Investigation of inadvertent hypothermia incidence and risk factors
Fatma Vural , Buket Çelik , Zeynep Deveci , Kübra Yasak
Department of Surgical Nursing, Dokuz Eylül University School of Nursing, İzmir, Turkey
Keywords: Inadvertent hypothermia, Incidence, Risk factors, Operating room
Objective: This study was conducted to determine the incidence of inadvertent hypothermia in operative patients and the risk factors that are involved in the development of hypothermia.
Material and Methods: This prospective, descriptive, cross-sectional study was conducted from January 2016to August 2016 with 144 patients who over the age of 18 years, underwent general surgery, orthopedic surgery, urologic surgery, neurosurgery, and plastic and reconstructive surgery. Data was collected with the “Hypothermia Data Collection Form.” Body temperature was measured by the tympanic membrane in the waiting room, operating room, and PACU.
Results: Overall, 89% of the patients (n=129) were normothermic in the preoperative phase; 74.30% of the patients (n=107) in intraoperative phase and 75.70% of the patients (n=109) in postoperative phase were hypothermic. American Society of Anesthesiologist (ASA) score, preoperative body temperature, operating room temperature, and using heating method at operation were found to be effective in the development of inadvertent hypothermia during the operating period. It was determined that premedication, preoperative and postoperative body temperature, and the operating room temperature were effective for inadvertent hypothermia in the postoperative period.
Conclusion: As a result of the study, it was determined the rate of inadvertent hypothermia was high during and after surgery. Preoperative and intraoperative patient body temperature and operating room temperature were found to be effective in preventing inadvertent hypothermia.
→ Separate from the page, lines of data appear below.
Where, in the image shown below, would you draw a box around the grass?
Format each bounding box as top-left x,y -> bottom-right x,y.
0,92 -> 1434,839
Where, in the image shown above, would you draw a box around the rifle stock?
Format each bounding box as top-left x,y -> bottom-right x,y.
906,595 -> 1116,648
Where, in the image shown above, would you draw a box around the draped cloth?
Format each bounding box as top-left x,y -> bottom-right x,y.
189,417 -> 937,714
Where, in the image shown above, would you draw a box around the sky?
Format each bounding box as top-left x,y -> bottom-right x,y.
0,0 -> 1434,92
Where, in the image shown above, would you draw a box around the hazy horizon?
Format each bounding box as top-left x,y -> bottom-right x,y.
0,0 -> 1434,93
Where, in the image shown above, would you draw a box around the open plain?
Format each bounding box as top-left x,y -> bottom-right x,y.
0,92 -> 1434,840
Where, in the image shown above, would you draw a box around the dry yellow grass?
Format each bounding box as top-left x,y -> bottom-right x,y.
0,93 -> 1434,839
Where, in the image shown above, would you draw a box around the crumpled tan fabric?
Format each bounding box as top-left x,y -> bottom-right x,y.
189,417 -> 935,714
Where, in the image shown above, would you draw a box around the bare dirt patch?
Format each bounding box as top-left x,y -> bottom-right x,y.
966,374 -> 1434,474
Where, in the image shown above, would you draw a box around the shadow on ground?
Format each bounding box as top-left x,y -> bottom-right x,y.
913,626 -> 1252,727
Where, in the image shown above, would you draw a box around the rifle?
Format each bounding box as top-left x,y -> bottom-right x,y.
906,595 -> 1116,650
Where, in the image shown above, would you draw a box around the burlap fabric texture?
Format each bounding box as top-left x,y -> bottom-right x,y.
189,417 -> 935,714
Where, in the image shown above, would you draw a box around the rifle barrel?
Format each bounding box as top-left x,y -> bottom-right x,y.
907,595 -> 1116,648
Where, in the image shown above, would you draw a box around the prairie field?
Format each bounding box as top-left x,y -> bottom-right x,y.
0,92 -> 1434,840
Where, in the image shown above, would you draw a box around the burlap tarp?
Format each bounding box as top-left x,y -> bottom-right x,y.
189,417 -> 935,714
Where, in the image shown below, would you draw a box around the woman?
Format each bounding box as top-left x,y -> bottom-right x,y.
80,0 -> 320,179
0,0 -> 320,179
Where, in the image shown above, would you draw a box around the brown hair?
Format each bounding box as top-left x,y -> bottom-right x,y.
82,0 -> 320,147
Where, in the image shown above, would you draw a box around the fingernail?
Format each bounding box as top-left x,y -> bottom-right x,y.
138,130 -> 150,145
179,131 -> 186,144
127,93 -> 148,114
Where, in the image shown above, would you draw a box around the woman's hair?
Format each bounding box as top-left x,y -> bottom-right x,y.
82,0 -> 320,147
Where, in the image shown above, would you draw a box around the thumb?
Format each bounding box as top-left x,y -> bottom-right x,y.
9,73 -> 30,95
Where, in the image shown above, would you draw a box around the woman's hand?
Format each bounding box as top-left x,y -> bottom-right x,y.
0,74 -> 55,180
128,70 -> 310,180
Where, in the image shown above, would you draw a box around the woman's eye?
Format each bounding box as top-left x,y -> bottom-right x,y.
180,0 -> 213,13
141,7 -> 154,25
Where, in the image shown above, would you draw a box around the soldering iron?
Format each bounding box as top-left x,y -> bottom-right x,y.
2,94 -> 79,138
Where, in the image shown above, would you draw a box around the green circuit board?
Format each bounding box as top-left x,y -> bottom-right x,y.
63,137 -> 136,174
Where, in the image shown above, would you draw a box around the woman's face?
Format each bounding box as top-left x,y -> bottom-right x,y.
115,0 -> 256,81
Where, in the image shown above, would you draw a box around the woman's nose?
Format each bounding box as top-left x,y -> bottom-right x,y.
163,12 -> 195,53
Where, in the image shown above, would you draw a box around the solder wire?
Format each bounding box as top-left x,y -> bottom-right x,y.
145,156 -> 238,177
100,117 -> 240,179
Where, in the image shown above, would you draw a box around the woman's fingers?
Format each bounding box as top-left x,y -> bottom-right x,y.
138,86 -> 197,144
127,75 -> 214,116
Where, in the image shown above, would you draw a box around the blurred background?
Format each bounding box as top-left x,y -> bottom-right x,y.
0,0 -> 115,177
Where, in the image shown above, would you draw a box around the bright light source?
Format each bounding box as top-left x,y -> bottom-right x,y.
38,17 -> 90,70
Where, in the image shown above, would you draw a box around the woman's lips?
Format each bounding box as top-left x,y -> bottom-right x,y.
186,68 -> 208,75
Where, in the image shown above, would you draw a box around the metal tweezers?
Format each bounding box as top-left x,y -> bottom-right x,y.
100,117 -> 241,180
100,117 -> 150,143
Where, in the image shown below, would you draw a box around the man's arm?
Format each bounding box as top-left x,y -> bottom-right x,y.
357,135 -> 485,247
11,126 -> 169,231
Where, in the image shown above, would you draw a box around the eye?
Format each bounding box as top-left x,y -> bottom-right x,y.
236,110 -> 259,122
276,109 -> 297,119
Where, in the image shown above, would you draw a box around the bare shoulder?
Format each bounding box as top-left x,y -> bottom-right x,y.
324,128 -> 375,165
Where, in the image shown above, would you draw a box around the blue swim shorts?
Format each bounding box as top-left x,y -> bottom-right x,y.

Providing and maintaining normothermia in the preoperative, intraoperative, and postoperative periods is highly important in terms of patient safety, positive surgical results, and patient satisfaction (1, 2). Inadvertent hypothermia can cause complications such as postoperative myocardial events, surgical site infections, and prolonged durations of hospitalization and recovery (3-6). It has been reported that the maintenance of normothermia decreases the length of hospitalization by approximately 40% and the risk of surgical site infection by 64% (7). Every year, about 24%–90% of surgical patients suffer from inadvertent hypothermia (8). Hypothermia is defined as the decrease in patient’s core body temperature below 36.0°C (9, 10). In the guideline for the management of inadvertent hypothermia in adults published by the National Institute for Health and Care Excellence (NICE), inadvertent hypothermia is examined in three phases: (1) the preoperative phase, which is defined as the hour before induction of anesthesia when patient is prepared for surgery; (2) the intraoperative phase, which covers the administration of anesthesia; and (3) the postoperative phase, which is defined as the 24 hours beginning with the entry into the recovery unit (9).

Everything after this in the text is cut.